Ha llegado el tiempo de las cerezas y los albaricoques, a los que tenemos ya en nuestros mercados. Las cerezas acostumbran a ser las más tempranas en dejarse ver y llamar la atención con su encendido y llamativo color rojo. Acostumbramos a acoger su presencia con satisfacción, dado que ambas frutas son especialmente gustosas y se prestan a disfrutarlas tanto de manera directa, como formando parte de agradables combinaciones. Desafortunadamente su presencia pronostica la del inminente calor veraniego, sin cuya amenaza estoy seguro que las recibiríamos con menos reticencia.
La cereza primitiva se considera un fruto silvestre originario del entorno del mar Negro y el Caspio, donde parece haberse consumido desde la más alta Antigüedad. Esos cerezos silvestres, adecuadamente cultivados, dieron frutos más dulces y de mejor calidad, logrados por los fruticultores de la colonia griega de Kerasous, acaso la actual Giresun del noreste de Turquía. Tras su conquista por los romanos, fue renombrada como Cerasus, proporcionando origen al nombre que se daría a la entonces legendaria ‘Perla roja’ del Asia Menor.
Allí las conoció el general romano Lucio Licinio Lúculo, sobrino de Quinto Cecilio Metelo el Baleárico, durante la primera o más probablemente la tercera campaña contra el persa Mitrídates VI. Lúculo que además de un brillante estratega militar, fue un gastrónomo distinguido, exigente y notablemente pródigo, quedó seducido por las novedosas y dulces frutas, tan diferentes de las silvestres y desabridas que se vendían en los mercados atenienses o romanos. Su complacencia fue suficiente para decidirle a llevarse setenta y cuatro de esos árboles a Roma, para cultivarlos luego en sus afamados Horti Luculani del Monte Pincio. Plinio El Viejo y el agrónomo gaditano Lucio Junio Moderato Columela, explican esta historia y apuntan su posible divulgación mediterránea a partir de la Urbe.
Lucio Licinio Lúculo
Es posible que desde allí llegaran a Mallorca, pero también podrían habérnoslas traído, acaso con más probabilidades, los agrónomos árabes tras la ocupación musulmana de la isla. Al fin y al cabo, sus sistemas de cultivo eran bastante más dados a la arboricultura de frutales que los horticultores romanos. Sean quienes fueron sus introductores, sabemos que en 1284 se cosechaban cerezas en una alquería de Puigpunyent llamada Ortalutx, Ortulutx u Hortalutx. Otro hito de su presencia en la isla es su mención por el franciscano renegado Anselm Turmeda (1355?-1423?).

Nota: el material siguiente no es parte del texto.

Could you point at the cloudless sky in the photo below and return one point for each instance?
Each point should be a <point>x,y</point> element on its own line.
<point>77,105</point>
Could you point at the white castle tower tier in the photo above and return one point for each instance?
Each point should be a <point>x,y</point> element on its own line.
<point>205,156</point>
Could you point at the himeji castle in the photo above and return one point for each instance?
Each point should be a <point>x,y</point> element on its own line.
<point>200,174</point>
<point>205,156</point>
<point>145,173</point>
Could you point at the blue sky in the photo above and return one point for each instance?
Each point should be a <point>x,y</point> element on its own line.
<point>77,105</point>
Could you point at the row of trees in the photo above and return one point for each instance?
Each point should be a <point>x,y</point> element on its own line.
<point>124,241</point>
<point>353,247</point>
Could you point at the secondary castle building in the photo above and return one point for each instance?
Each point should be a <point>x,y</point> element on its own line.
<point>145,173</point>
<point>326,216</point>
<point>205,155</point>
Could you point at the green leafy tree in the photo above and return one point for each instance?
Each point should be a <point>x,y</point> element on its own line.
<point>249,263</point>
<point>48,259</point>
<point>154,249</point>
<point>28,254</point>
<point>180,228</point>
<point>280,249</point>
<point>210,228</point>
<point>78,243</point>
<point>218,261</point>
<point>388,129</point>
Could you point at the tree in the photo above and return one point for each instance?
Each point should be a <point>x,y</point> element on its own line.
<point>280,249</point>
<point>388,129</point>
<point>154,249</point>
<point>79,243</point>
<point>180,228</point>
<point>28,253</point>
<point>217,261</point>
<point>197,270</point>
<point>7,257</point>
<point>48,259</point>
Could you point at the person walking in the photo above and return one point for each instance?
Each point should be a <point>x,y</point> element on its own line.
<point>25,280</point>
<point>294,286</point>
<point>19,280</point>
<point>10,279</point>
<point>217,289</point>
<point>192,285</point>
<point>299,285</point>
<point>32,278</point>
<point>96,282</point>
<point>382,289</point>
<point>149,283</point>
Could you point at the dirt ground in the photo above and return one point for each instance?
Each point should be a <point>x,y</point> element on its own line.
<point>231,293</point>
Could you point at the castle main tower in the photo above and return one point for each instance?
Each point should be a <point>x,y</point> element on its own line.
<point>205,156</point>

Las cita expresamente como frutas producidas en el idílico huerto ajardinado donde dialoga con una imaginaria representación de la isla de Mallorca, descrito en las Cobles de la divisió del Regne de Mallorca (1398).

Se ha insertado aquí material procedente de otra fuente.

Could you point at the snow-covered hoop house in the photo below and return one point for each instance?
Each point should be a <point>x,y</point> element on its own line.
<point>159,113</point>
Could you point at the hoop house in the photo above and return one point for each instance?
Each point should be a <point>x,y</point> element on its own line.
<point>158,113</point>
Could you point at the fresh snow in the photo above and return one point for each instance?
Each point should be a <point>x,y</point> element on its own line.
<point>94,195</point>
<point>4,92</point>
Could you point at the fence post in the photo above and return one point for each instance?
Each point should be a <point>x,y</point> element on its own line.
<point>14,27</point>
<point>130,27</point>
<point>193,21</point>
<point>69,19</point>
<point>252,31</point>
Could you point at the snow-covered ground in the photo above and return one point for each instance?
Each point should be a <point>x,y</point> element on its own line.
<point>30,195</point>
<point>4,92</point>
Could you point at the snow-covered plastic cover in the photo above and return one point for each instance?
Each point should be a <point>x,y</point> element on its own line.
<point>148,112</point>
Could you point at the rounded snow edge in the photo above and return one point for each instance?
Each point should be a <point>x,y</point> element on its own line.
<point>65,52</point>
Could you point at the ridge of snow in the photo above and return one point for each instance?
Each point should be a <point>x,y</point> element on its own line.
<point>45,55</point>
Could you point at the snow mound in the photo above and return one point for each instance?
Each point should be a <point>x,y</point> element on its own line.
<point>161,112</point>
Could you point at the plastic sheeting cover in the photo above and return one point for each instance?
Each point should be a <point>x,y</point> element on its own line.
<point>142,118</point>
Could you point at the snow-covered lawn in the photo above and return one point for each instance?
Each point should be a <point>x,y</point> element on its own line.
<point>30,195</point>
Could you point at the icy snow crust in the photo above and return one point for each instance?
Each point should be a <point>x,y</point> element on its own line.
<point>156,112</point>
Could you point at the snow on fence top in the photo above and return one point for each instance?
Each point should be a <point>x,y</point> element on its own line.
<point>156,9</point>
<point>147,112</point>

Su continuidad en tierras isleñas nos la asegura su mención en los disparatados avatares gastronómicos de dos voraces y golosos criados de cierta casa mallorquina, en el setecientos. Sus andanzas incluyen un formidable atracón de tres arrobas de cireres cascavelles, acompañadas por más de tres docenas de requesones y dos cajas de turrón. Tal vez esas tentadoras cerezas cascavelles tomaran el nombre de las espléndidas ciruelas de la variedad denominada ‘mirabeles’, conocidas actualmente en tierras aragonesas como ‘cascabeles’.